Because mortality rates following a heart attack differ among men and women, a team of Canadian researchers decided to look into any sex-related differences that might arise when patients with premature acute coronary syndrome go to the emergency room of a hospital. Among younger adults, the researchers found, men are more likely to receive faster care than women when they arrived at a hospital complaining of heart attack related symptoms. The team also identified other gender-related factors that determined the type of care given. "Men and women who reported higher levels of feminine personality traits, as well as those who reported being the person at home mainly responsible for housework, were … less likely to undergo invasive procedures," wrote the authors. Their work appears online in the Canadian Medical Association Journal.

For the study, the researchers analyzed data derived from 1,123 patients between the ages of 18 and 55 who appeared at 24 hospitals across Canada, one in the U.S., and one in Switzerland. Of the total participants, 362 (or 32 percent) were women and 761 (or 68 percent) were men. The average age for men and women was 49 and 50, respectively.

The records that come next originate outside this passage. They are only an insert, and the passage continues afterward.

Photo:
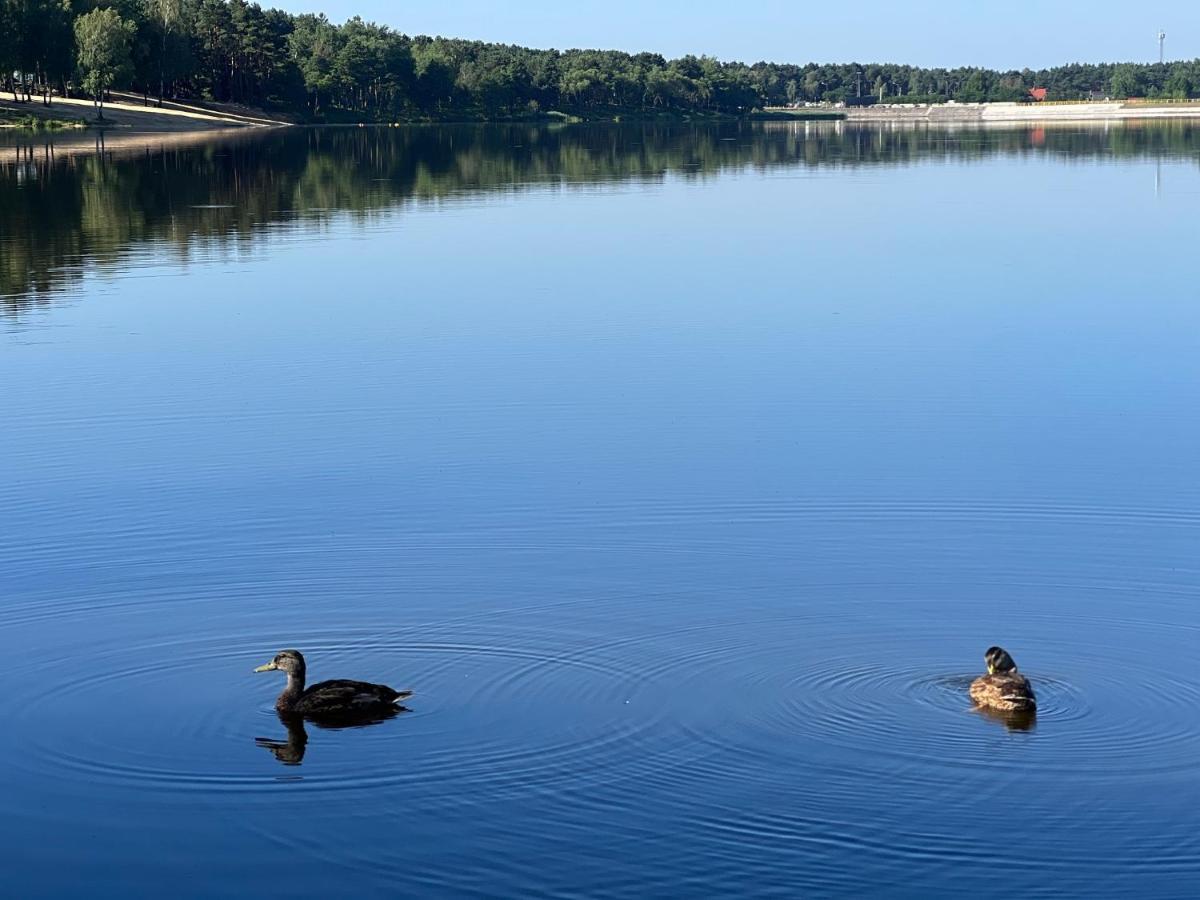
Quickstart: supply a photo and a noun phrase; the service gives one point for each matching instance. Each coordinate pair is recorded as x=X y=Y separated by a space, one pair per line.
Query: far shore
x=997 y=113
x=131 y=113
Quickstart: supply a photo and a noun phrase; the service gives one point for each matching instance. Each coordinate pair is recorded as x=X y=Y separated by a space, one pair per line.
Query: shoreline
x=1023 y=113
x=127 y=113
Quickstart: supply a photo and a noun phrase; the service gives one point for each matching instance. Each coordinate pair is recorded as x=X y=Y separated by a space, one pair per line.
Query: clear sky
x=1002 y=34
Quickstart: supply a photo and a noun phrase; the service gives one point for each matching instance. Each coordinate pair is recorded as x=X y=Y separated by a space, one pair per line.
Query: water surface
x=684 y=473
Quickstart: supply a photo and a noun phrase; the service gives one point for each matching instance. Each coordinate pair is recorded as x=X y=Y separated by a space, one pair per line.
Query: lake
x=684 y=473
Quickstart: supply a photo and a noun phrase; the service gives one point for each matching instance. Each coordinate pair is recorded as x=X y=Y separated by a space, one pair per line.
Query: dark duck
x=337 y=699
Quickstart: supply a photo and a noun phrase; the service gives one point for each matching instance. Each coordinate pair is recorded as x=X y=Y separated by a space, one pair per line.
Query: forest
x=233 y=51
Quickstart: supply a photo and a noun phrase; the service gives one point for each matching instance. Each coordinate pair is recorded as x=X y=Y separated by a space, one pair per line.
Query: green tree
x=168 y=18
x=1125 y=82
x=103 y=41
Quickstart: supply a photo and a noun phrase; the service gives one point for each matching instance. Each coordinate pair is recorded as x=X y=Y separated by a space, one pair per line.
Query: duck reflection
x=1013 y=720
x=291 y=750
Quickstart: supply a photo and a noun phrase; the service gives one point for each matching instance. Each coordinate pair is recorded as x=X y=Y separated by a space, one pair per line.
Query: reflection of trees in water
x=63 y=214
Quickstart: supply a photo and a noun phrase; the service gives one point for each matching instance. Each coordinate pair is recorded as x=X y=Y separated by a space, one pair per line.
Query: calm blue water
x=685 y=474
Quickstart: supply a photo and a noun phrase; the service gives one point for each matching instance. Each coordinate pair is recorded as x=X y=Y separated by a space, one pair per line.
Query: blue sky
x=1008 y=34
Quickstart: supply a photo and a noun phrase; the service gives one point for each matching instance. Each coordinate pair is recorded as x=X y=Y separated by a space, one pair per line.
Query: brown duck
x=1003 y=688
x=329 y=700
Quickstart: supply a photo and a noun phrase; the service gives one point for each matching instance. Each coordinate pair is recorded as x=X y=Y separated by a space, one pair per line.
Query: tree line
x=238 y=52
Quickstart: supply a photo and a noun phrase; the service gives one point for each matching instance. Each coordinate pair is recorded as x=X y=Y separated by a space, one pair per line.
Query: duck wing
x=347 y=697
x=1003 y=690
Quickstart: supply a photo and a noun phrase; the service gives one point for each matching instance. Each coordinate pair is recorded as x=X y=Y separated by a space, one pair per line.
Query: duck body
x=329 y=700
x=342 y=696
x=1003 y=688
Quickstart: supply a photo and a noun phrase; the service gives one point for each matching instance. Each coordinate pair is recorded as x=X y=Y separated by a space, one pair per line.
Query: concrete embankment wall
x=985 y=113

Within 24 hours after admission to the hospital, all of the patients completed a survey that asked about gender-related issues, including education level, responsibility for housework, health status before the event, and "traditional" masculine and feminine personality traits.

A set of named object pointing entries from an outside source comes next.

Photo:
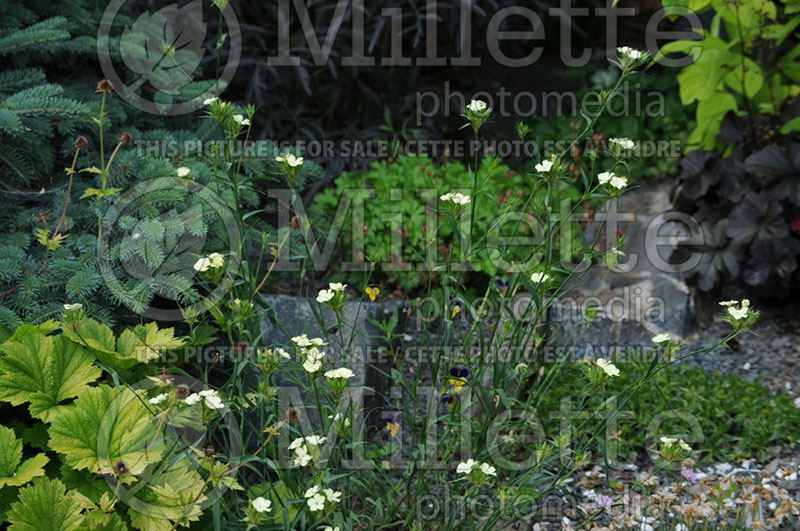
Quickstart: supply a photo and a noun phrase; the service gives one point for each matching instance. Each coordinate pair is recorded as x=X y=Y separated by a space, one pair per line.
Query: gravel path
x=771 y=353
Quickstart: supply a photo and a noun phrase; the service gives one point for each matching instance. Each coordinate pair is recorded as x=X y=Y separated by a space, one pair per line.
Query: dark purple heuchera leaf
x=788 y=187
x=769 y=164
x=733 y=179
x=771 y=265
x=756 y=217
x=732 y=129
x=719 y=258
x=699 y=173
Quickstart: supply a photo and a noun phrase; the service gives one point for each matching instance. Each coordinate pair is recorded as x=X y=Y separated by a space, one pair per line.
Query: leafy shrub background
x=503 y=190
x=742 y=182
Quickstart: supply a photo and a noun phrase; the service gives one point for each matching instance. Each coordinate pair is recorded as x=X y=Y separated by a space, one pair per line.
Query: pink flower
x=605 y=502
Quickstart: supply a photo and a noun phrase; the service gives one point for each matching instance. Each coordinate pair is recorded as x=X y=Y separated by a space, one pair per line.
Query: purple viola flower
x=455 y=372
x=605 y=502
x=458 y=378
x=457 y=307
x=502 y=286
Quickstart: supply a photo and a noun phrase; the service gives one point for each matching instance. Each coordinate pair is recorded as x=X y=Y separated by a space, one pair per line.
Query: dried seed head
x=120 y=468
x=292 y=415
x=242 y=348
x=81 y=142
x=105 y=85
x=181 y=392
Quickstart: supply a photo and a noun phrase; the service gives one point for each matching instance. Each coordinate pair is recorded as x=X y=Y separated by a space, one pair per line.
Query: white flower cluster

The researchers discovered that men received faster access to electrocardiograms (ECGs) and fibrinolysis than women. Door-to-ECG and door-to-needle times for the men were 15 and 21 minutes whereas for women times were 28 and 36 minutes.

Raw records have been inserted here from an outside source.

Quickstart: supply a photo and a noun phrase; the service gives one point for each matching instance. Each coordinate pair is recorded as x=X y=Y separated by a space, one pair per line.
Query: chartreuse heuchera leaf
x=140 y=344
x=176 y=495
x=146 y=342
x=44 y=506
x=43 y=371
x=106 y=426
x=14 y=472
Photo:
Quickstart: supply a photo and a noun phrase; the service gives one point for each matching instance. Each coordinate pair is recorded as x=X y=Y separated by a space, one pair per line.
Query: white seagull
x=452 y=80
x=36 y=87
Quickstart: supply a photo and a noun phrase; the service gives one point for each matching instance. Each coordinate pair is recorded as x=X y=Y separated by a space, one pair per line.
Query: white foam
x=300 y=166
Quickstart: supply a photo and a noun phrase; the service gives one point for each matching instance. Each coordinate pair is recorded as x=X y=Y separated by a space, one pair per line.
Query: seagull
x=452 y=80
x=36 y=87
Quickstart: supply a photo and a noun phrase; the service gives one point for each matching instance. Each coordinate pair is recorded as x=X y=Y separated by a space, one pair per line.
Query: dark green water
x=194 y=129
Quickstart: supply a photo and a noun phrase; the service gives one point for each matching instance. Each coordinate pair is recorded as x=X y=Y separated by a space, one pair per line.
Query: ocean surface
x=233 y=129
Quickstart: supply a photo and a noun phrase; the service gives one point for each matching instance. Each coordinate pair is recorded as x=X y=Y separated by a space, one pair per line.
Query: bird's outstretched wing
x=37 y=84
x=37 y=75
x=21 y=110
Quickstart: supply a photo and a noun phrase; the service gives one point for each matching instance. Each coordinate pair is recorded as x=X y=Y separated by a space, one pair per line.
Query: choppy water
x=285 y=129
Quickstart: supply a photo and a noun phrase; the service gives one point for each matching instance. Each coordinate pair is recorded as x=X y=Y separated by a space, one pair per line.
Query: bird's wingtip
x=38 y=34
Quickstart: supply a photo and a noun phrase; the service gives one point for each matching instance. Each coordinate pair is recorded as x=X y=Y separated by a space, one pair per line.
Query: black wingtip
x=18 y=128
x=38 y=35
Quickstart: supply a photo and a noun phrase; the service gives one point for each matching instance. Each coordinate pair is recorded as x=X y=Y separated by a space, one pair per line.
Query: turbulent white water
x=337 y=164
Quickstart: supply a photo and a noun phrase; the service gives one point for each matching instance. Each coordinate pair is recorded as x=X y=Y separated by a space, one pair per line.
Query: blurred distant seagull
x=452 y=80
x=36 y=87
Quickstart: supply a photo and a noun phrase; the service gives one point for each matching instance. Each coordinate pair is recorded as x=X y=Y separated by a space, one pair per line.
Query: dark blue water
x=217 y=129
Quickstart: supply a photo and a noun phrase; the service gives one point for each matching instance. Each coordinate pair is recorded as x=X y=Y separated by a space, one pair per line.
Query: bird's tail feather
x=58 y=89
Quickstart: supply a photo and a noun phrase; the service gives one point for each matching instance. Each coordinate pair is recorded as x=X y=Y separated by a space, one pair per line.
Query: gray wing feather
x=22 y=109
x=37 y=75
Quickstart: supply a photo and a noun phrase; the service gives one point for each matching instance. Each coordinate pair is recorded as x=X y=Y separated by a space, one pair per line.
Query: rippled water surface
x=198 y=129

"Anxiety was associated with failure to meet the 10-minute benchmark for ECG in women but not in men," wrote the authors. In many cases, the women arrived at the hospital complaining of anxiety yet they didn’t have chest pains; combined with the fact that prevalence of acute coronary syndrome is lower among young women than among young men, the researchers believe this might account for the differences in care as generally, patients with atypical symptoms or multiple risk factors also had longer treatment delays. The researchers also discovered that lower income women were more likely to have diabetes, high blood pressure, and a family history of heart disease, while also having substantially higher levels of anxiety and depression than men. Both men and women with feminine character traits were less likely to receive timely care than patients with masculine traits.

“These findings suggest that triage personnel might initially dismiss a cardiac event among young women with anxiety, which would result in a longer door-to-ECG interval,” wrote the authors in their conclusion. “Our results showing that women were less likely than men to undergo timely EG and fibrinolysis as well as invasive procedures are consistent with previous finding for older patients.”